Hi, I am a beginner to Python, and I have a few questions regarding Python that I just can't figure out how to completely do.
Without using branches or loops:
Two numbers a and b are called Pythagorean pairs if both a and b are integers and there exists an integer c such that a 2 + b2 = c2. Write a function pythagorean_pair(a,b) that takes two integers a and b as input and returns True if a and b are Pythagorean pairs and False otherwise.
Write a program the computes the minimum number of coins that the cashier can return. To solve this problem use the greedy algorithm explained below.
The program should first ask the user for the amount of money he/she is owed (in dollars). You may assume that the user will enter a positive number. It should then print the minimum number of coins with which that amount can be made.
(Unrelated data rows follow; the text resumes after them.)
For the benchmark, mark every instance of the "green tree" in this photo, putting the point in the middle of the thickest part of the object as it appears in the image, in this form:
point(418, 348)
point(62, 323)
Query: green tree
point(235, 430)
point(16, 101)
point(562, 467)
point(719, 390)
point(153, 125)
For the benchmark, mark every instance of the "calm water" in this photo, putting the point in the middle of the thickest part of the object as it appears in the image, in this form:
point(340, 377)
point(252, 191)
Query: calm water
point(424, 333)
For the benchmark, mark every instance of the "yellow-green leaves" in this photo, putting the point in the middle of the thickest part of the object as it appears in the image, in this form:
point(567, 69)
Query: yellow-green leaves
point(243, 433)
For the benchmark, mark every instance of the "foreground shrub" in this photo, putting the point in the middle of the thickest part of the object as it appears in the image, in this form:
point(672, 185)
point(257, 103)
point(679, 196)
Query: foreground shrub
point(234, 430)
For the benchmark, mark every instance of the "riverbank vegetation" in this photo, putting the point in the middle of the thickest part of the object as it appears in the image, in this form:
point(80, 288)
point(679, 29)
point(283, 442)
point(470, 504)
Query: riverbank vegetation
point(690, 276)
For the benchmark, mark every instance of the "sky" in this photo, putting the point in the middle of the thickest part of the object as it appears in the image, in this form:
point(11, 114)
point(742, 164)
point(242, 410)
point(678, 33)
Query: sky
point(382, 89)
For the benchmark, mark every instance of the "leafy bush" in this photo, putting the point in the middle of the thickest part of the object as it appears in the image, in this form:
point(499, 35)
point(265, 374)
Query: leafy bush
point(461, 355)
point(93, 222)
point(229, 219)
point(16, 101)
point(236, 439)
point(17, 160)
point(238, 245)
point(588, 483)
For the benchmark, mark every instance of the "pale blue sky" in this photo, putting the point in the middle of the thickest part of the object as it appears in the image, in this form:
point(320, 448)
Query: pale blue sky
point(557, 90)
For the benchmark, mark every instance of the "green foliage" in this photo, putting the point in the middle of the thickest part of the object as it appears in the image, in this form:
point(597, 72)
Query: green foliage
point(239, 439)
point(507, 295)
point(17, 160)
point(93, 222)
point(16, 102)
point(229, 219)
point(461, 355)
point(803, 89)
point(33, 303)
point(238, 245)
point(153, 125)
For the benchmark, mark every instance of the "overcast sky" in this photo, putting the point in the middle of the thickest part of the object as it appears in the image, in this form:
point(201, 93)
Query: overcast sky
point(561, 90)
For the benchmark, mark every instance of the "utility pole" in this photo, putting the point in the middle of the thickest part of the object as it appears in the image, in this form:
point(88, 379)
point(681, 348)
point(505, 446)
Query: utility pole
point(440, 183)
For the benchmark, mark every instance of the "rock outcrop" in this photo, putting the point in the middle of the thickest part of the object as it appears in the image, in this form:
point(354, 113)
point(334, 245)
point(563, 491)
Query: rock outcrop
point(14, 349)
Assume that the only coins available are quarters (25 cents), dimes (10 cents), nickels (5 cents), and pennies (1 cent).
- husoskiLv 75 months ago
All you need to do in the first case is to test to see if the quantity (a^2 + b^2) is a perfect square, so compute the square root, round it to an integer and see if the square of that is the right value.
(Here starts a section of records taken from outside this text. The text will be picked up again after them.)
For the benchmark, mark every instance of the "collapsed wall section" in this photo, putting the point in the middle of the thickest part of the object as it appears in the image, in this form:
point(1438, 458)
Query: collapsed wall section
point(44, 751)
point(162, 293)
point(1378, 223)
c_squared = a**2 + b**2 # or, a*a + b*b is the same thing only faster and smaller
c = round(c_squared ** 0.5) # round sqrt(c) to nearest whole number
is_pythagorean_pair = (c*c == c_squared)
For small enough numbers, that's even easier:
is_pythagorean_pair = ((a*a + b*b) ** 0.5).is_integer()
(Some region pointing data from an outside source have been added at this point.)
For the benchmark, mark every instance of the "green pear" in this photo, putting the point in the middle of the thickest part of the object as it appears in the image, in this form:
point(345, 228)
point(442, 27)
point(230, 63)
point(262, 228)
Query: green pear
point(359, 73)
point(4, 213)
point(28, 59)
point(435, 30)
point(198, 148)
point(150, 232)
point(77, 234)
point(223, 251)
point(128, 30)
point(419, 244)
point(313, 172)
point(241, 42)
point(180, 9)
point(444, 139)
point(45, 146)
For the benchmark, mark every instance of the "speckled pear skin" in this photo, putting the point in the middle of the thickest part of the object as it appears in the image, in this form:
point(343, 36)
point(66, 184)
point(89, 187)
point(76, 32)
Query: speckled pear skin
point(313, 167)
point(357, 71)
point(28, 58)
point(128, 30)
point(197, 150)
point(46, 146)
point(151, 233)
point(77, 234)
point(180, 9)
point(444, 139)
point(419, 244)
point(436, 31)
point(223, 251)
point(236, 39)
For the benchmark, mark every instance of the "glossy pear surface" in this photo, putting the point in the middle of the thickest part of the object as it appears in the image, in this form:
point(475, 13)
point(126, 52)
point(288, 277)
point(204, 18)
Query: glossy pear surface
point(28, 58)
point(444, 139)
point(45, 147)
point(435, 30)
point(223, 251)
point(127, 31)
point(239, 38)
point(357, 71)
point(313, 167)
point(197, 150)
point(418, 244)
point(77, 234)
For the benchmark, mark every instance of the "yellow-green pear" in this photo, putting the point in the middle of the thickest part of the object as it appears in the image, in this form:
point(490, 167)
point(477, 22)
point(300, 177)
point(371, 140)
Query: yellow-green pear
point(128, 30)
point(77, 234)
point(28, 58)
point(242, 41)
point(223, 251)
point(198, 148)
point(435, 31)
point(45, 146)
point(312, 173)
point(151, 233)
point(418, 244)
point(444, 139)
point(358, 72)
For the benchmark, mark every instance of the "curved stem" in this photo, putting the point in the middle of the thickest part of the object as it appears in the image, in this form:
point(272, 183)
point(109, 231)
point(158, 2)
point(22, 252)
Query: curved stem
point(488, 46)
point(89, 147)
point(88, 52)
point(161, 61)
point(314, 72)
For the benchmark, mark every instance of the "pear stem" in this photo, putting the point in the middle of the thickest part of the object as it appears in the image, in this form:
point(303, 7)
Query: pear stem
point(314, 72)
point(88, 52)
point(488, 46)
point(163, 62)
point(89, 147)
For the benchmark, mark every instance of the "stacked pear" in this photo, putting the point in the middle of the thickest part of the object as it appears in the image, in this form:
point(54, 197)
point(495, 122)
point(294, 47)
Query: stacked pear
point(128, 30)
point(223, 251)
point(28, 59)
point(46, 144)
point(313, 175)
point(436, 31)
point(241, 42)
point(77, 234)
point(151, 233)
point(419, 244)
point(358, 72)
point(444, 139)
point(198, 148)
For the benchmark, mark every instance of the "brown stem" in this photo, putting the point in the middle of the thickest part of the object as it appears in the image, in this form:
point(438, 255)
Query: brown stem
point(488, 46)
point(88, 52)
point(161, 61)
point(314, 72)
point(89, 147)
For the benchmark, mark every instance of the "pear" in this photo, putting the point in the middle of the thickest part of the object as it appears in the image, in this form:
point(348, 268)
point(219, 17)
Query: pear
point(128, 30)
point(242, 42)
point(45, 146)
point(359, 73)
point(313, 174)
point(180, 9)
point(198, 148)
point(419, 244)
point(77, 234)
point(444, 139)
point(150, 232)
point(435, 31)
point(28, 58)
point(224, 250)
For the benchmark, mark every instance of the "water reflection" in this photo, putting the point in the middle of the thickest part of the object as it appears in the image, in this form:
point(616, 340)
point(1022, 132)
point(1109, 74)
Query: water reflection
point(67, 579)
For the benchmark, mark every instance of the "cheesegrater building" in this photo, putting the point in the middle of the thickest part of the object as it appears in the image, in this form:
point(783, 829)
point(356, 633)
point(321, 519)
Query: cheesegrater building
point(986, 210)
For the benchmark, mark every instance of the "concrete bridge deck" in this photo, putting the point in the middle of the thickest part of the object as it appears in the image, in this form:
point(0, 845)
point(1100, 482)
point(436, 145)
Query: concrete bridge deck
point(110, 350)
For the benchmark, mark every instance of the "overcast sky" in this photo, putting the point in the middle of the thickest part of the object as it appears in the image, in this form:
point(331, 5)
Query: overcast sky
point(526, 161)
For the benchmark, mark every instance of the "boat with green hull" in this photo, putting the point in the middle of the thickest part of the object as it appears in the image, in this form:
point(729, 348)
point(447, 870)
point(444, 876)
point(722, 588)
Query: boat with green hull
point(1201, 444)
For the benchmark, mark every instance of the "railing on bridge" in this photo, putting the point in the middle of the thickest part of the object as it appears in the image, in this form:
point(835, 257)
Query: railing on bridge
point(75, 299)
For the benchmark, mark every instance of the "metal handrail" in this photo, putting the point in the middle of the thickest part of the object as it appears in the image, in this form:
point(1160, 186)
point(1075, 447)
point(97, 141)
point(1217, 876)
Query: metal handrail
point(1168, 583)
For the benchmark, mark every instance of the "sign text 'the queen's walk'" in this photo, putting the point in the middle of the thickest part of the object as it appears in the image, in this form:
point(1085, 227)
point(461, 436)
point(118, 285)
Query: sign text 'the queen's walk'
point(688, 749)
I've used x**0.5, which gives the same result as math.sqrt(x) without importing anything.
For the change problem, I suggest learning about the divmod() built-in function. If you have $77 to hand out, with as much as possible in $20 bills, you'd choose 77//20 = 3 $20 bills and be left with 77%20 = 17 dollars to dispense in smaller bills. Right?
Well, divmod(a, b) returns a pair of numbers (a//b,. a%b):
So you can use:
twenties, dollars_left = divmod(total_dollars, 20)
...to get the number of $20 bills and the number of dollars left, in one statement. Then:
tens, dollars_left = divmod(dollars_left, 10)
fives, ones = divmod(dollars_left, 5)
With the $77 example, the first of those two makes dollars == 17//10 == 1 and dollars_left == 7. The second makes fives == 7//5 == 1 and ones == 2. Another sample from Idle:
>>> divmod(17, 10)
>>> divmod(7, 5)
That's the essence of the "greedy" method in dollars. Your problem is very similar, but with quarters, dimes, nickels, and pennies.